Fog generated it’s own ca maybe it uses it for generating more certs?Thanks.
-
@Gabor Back then we talked a lot in chat and also did a remote session to set things up for him. Though I have to say that this topic is complex and therefore it’s not easy to give you a straight guideline. But let me outline a few things here:
As far as I remember 64bitfury did not use the fog-client. At least not up to that time when we worked on this together. So it was mainly to get FOG web UI and PXE boot working with the custom CA. It is possible to setup FOG with a custom CA but let the fog-client use the FOG internal CA and I have tried to come up with a guide on this in the wiki. But it’s definitely not finished yet and I would need more time to test things and work on this.
So as a first consideration I may ask you, if you really want to use your custom CA for the fog-client communication as well - read the linked wiki article to understand the different options you have and let’s discuss things here in the forums.
I would also suggest you open a new topic posting your own details, like FOG version, node setup (single node or storage nodes as well) and so on. This way we don’t mix up things to prevent confusion and errors.
-
@Sebastian-Roth Thank you for your reply.
I only want to reach the website with own cert, so I followed the steps from wiki from this section “Use your custom CA for Apache configuration only but stick to FOG CA…”I generated and signed a cert with the same data (CN=<IP>, subjAltname=IP:<IP>,DNS:<domain>) as in the original and did everything exactly as in the wiki.
The only thing is working now with the new cert is the website.
I am not at my workplace but because of the long booting time I can tell that something wrong with the pxe boot as well as with fog client, because I can’t send a shutdown command to the clients. (I can login via RDP)
Fog client doesn’t work even after reinstall.I see know it is too complicated (as you mentioned) so I rather rollback everything and wait until this custom ca will be supported by the project.
Now I am thinking on some reverse proxy solution to reach the fog web with company cert.

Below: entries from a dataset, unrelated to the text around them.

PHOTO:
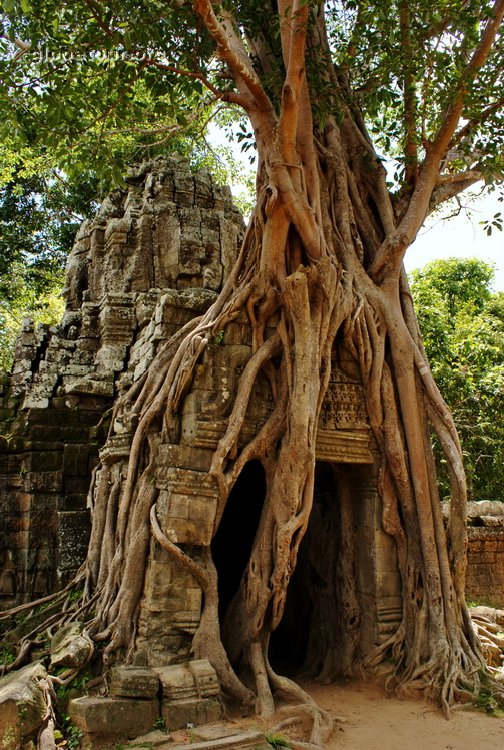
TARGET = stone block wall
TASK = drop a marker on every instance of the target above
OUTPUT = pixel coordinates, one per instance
(152, 259)
(485, 553)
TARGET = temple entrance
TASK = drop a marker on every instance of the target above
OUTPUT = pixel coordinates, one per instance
(232, 544)
(319, 630)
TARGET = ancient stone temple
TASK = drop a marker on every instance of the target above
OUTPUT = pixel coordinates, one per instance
(154, 257)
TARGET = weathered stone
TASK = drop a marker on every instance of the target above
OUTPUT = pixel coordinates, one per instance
(192, 680)
(133, 682)
(22, 704)
(69, 648)
(180, 714)
(114, 717)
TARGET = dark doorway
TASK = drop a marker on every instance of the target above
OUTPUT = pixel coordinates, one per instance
(320, 612)
(232, 544)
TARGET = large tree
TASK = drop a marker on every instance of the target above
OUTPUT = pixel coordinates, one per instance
(366, 116)
(462, 326)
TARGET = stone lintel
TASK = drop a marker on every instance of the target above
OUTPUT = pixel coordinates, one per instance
(344, 446)
(133, 682)
(122, 717)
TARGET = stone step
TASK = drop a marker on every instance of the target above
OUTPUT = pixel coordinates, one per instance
(252, 740)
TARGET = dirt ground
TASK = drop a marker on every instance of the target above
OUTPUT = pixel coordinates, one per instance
(375, 721)
(367, 718)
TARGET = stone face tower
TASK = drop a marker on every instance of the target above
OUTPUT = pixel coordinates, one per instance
(153, 258)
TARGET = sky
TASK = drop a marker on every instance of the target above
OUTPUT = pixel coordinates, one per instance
(462, 237)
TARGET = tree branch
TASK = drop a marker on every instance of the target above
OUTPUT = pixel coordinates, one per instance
(232, 52)
(391, 252)
(449, 186)
(409, 96)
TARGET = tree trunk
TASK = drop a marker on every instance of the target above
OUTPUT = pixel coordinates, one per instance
(320, 270)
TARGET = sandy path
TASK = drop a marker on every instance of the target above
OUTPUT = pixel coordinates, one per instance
(375, 721)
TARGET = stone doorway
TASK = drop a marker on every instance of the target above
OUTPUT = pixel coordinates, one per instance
(321, 622)
(232, 544)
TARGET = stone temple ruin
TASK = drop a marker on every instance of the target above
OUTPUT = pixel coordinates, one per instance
(153, 258)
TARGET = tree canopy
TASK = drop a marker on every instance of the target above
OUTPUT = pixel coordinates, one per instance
(462, 325)
(78, 77)
(366, 116)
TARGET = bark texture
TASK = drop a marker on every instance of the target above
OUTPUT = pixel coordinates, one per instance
(320, 270)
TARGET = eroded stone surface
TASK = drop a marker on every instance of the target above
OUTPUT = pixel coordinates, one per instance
(133, 682)
(22, 704)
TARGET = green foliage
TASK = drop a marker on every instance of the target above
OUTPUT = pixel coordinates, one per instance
(462, 324)
(71, 733)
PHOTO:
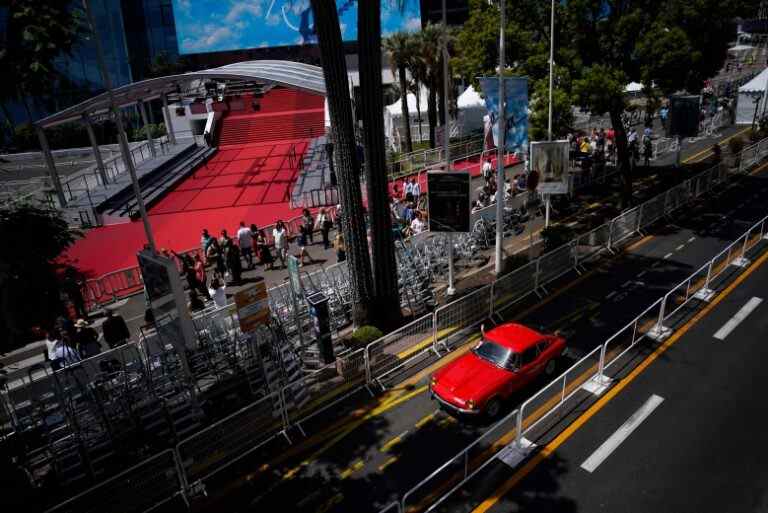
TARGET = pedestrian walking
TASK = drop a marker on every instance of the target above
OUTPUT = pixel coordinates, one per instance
(86, 339)
(72, 286)
(303, 239)
(215, 255)
(324, 223)
(234, 264)
(265, 255)
(280, 236)
(217, 290)
(245, 239)
(115, 329)
(340, 247)
(309, 224)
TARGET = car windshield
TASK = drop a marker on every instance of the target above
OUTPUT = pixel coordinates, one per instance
(496, 354)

UPDATE: I messed up the apache config, maybe that’s why the pxe and fog client doesnt worked. sorry, I’ll try it again -
This post is deleted! -
@Sebastian-Roth UPDATE2: I tried again with correct apache config this time, but doesn’t work. no pxe boot, no fog client
-
@Gabor Ok I definitely can’t understand how this forum works
-
@Gabor This is a complex topic as I already mentioned! You need a lot of knowledge on different technologies and be able to debug things thoroughly. While we work on making this easier I am not sure it will ever be fail proof for everyone just because of the complexity.
Anyhow, I may ask you to re-read the wiki page. There is one part showing you how to re-build iPXE binaries using your custom CA. Whenever you change the CA and/or certs you need to recompile your iPXE binaries.